Metadata-Version: 1.1
Name: leaf
Version: 1.0.3
Summary: Simple Python library for HTML parsing
Home-page: https://github.com/penpen/leaf
Author: Roman Koblov
Author-email: pingu.g@gmail.com
License: MIT
Description: Leaf
        ====
        
        .. image:: https://travis-ci.org/penpen/leaf.png?branch=master
           :target: https://travis-ci.org/penpen/leaf
        
        .. image:: https://coveralls.io/repos/penpen/leaf/badge.png?branch=master 
           :target: https://coveralls.io/r/penpen/leaf?branch=master
        
        .. image:: https://pypip.in/d/leaf/badge.png
            :target: https://pypi.python.org/pypi//leaf/
            :alt: Downloads
        
        .. image:: https://pypip.in/v/leaf/badge.png
            :target: https://pypi.python.org/pypi/leaf/
            :alt: Latest Version
        
        .. image:: https://pypip.in/license/leaf/badge.png
            :target: https://pypi.python.org/pypi/leaf/
            :alt: License
        
        What is this?
        -------------
        
        This is a simple wrapper around `lxml <http://lxml.de/>`_ which adds some nice
        features to make working with lxml better. This library covers all my needs in
        HTML parsing.
        
        Dependencies
        ------------
        
        `lxml <http://lxml.de/>`_ obviously :3
        
        Features
        --------
        
        * Nice jquery-like CSS selectors
        * Simple access to element attributes
        * Easy way to convert HTML to other formats (bbcode, markdown, etc.)

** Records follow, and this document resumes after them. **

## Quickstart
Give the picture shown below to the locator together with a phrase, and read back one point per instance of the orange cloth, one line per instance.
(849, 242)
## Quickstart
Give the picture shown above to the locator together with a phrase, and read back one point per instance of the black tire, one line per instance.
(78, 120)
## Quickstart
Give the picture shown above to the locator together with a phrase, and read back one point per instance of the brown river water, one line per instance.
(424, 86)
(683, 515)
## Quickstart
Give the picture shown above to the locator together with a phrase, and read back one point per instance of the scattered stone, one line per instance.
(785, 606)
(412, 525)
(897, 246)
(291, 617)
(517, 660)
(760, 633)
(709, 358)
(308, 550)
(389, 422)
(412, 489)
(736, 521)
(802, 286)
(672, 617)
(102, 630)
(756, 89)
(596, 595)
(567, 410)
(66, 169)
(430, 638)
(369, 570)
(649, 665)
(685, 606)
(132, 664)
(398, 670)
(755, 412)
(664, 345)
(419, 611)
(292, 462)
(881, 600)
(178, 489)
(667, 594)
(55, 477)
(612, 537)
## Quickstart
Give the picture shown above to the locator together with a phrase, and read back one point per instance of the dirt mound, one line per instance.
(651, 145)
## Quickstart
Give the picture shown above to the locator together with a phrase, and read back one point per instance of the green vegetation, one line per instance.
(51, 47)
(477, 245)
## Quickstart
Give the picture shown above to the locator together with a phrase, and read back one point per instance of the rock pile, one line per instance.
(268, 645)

        * A few nice functions for working with text
        * And, of course, all original features of lxml
        
        Description
        -----------
        
        The main function of the module (for my purposes) is ``leaf.parse``. 

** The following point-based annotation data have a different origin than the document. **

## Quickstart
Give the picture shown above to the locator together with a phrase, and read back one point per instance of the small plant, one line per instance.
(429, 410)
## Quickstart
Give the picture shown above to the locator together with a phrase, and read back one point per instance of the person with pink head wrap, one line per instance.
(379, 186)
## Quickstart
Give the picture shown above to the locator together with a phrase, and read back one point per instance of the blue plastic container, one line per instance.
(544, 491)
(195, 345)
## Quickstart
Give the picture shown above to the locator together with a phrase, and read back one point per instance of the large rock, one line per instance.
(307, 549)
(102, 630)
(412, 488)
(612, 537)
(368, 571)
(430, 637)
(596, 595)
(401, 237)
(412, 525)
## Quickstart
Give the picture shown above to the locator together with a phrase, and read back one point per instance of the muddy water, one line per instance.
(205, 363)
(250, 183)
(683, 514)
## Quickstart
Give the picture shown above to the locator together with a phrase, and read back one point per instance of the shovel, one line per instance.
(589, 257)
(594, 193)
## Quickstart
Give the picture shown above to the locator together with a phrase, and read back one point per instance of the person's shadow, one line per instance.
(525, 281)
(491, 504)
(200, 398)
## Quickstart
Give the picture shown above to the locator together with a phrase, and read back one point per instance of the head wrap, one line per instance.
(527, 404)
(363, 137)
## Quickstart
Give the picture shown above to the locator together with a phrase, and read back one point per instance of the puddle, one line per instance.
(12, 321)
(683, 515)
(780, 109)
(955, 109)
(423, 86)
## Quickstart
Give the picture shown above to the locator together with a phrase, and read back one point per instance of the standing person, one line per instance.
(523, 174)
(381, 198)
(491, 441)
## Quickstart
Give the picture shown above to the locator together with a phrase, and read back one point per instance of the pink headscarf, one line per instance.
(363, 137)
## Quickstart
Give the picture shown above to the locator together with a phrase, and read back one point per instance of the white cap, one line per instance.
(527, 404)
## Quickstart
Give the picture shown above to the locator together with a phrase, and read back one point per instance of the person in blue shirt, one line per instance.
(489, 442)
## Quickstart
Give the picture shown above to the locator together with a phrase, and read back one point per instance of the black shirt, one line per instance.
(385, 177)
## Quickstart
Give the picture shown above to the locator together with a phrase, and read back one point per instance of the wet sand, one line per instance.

        This function takes an HTML string as argument, and returns a ``leaf.Parser``
        object, which wraps an lxml object.
        
        With this object you can do anything you want, for example::
        
            document = leaf.parse(sample)

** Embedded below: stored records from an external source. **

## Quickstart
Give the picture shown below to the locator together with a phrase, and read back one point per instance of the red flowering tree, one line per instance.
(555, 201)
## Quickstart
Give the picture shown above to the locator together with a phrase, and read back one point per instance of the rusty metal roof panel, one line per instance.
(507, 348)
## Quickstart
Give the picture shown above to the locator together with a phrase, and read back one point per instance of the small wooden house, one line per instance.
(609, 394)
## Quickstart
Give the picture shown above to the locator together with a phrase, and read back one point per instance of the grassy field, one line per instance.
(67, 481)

            # get the links from the DIV with id 'menu' using CSS selectors
            links = document('div#menu a')
        
        Or you can do this::
        
            # get first link or return None
            link = document.get('div#menu a')
        
        And you can get attributes from these results like this::
        
            print link.onclick
        
        You can also use standard lxml methods like ``object.xpath``,
        and they return results as ``leaf.Parser`` objects.
        
        My favorite feature is parsing HTML into bbcode (markdown, etc.)::
        
            # Let's define simple formatter, which passes text
            # and wraps links into [url][/url] (like bbcode)
            def omgcode_formatter(element, children):
                # Replace <br> tag with line break
                if element.tag == 'br':
                    return '\n'
                # Wrap links into [url][/url]
                if element.tag == 'a':
                    return u"[url=link}]{text}[/url]".format(link=element.href, text=children)
                # Return children only for other elements.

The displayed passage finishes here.